He knew he could never tell anyone the thoughts that raced through his head that night, but he had made a pledge. Fate had arranged for him to be at that restaurant on that one night; the only time in his life he had been there, fate had sent her there too. Everything seemed as inevitable as the tides, as irresistible as aging. For a moment he felt a wash of fear at the idea of anonymous fate reaching down through infinity to touch him, to arrange his life, but the moment passed quickly. It had happened against odds that would make statisticians squirm, and now that it had happened, there was only the one direction to follow, the one path to take, the one goal to reach. And he was on the path.
For the first time he began to think seriously of Alpha, visualizing it as his father had seen it years ago: a beautiful gleaming wheel in space, the first wheel of the chariot to carry them to the stars.
CHAPTER
5
FOR four hours a day, five days a week, Jean worked for Dr.

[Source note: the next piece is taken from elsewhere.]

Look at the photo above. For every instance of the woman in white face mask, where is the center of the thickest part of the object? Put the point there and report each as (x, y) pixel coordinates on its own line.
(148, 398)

Leopold Arkins in the Linguistics Department. She also taught two freshmen classes and one sophomore class in linguistics, and although she was a Ph.D. candidate, she knew she would not make it that year. Perhaps never, she thought, squaring her shoulders, ready to face Leo Arkins for the first time since his dismal reception at a national conference in Atlanta. Corinne Duland had brought copies of the devastating papers half a dozen different linguists had presented, virtually destroying his work, with innuendo and implication where there were no facts and counterresearch.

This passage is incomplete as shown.